Rubiu (Area popolare) denuncia in consiglio regionale

Le modifiche apportate all’assistenza domiciliare integrata, con centinaia di famiglie disperate, è la punta dell’iceberg delle sforbiciate operate dall’azienda sanitaria del Sulcis Iglesiente. Una goccia che ha fatto traboccare un vaso già colmo. A rischio, tra i territori di Carbonia e Iglesias, una serie di servizi indispensabili per i pazienti, con il ridimensionamento di diversi servizi. Il taglio dei budget pesa notevolmente su quantità e qualità dell’assistenza.

La denuncia è rimbalzata anche in consiglio regionale con il grido d’allarme del capogruppo di Area Popolare Gianluigi Rubiu: <<Sempre più cittadini segnalano la riduzione delle ore, la discontinuità o la sospensione del servizio – sottolinea l’esponente dell’aula di via Roma – con un peggioramento della qualità dell’assistenza.

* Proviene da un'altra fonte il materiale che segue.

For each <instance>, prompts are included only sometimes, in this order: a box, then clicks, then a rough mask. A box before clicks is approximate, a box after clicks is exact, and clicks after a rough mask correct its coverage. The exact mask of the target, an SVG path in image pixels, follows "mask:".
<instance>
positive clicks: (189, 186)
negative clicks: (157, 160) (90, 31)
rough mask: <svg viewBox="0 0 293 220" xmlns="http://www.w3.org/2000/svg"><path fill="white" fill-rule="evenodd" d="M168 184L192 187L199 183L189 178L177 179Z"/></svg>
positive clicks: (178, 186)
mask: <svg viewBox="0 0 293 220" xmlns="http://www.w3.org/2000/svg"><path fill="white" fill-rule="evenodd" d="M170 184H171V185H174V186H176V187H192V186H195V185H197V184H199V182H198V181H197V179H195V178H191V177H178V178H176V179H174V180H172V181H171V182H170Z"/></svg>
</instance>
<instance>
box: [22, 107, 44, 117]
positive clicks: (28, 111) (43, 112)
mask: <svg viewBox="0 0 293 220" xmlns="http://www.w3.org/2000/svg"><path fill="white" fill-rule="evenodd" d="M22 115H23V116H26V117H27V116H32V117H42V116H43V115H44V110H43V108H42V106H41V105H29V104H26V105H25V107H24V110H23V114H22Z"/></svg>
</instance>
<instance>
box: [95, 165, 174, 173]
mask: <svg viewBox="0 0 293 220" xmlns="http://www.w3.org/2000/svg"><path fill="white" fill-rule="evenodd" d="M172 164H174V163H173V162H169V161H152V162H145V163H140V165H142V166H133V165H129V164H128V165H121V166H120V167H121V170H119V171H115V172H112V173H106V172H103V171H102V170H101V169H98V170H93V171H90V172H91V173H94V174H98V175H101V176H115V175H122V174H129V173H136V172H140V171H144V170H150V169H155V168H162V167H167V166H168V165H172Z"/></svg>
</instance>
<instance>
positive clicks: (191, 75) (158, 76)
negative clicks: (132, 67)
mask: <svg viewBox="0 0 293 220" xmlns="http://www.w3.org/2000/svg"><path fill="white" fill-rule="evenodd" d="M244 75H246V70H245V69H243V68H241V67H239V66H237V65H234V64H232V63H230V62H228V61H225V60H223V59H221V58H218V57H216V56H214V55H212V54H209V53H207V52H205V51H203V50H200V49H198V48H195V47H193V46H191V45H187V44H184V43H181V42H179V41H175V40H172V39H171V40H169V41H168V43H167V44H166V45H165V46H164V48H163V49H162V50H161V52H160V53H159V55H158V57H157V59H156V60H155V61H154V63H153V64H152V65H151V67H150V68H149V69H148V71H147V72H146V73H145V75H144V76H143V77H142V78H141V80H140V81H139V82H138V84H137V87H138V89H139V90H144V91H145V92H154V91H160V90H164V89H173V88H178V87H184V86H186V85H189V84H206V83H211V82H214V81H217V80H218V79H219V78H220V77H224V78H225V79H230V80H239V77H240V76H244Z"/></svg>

I disagi sono connessi anche alla modifica dei medici, con prestazioni sempre più carenti sul territorio>>.

Il risultato si traduce in un aumento dei costi a carico delle famiglie, che sempre più spesso devono integrare le prestazioni ricevute dalla Asl con servizi a pagamento. <<Una situazione che penalizza – aggiunge Rubiu – adulti con grave disabilità, malati cronici e soggetti anziani appena dimessi dagli ospedali>>. Altra nota dolente del piano sanitario nel Sulcis. <<Con la cancellazione di diversi reparti a Iglesias, molte emergenze si effettuano durante il trasporto in ambulanza – evidenzia Rubiu – in quanto in tantissimi casi è opportuno il trasferimento al Sirai di Carbonia>>. Una beffa. Di più. Una sciagura per una provincia già declassata dalla soppressione di numerosi presidi indispensabili.

<<E’ in atto la desertificazione sanitaria del territorio, con le sforbiciate ai servizi ed a numerosi poli d’eccellenza distribuiti tra il Santa Barbara ed il Cto – denuncia Rubiu – Non si comprende che così si favorisce lo spopolamento del Sulcis Iglesiente. Un disastro. Per questo occorre una battaglia unitaria volta ad evitare una catastrofe sociale>>.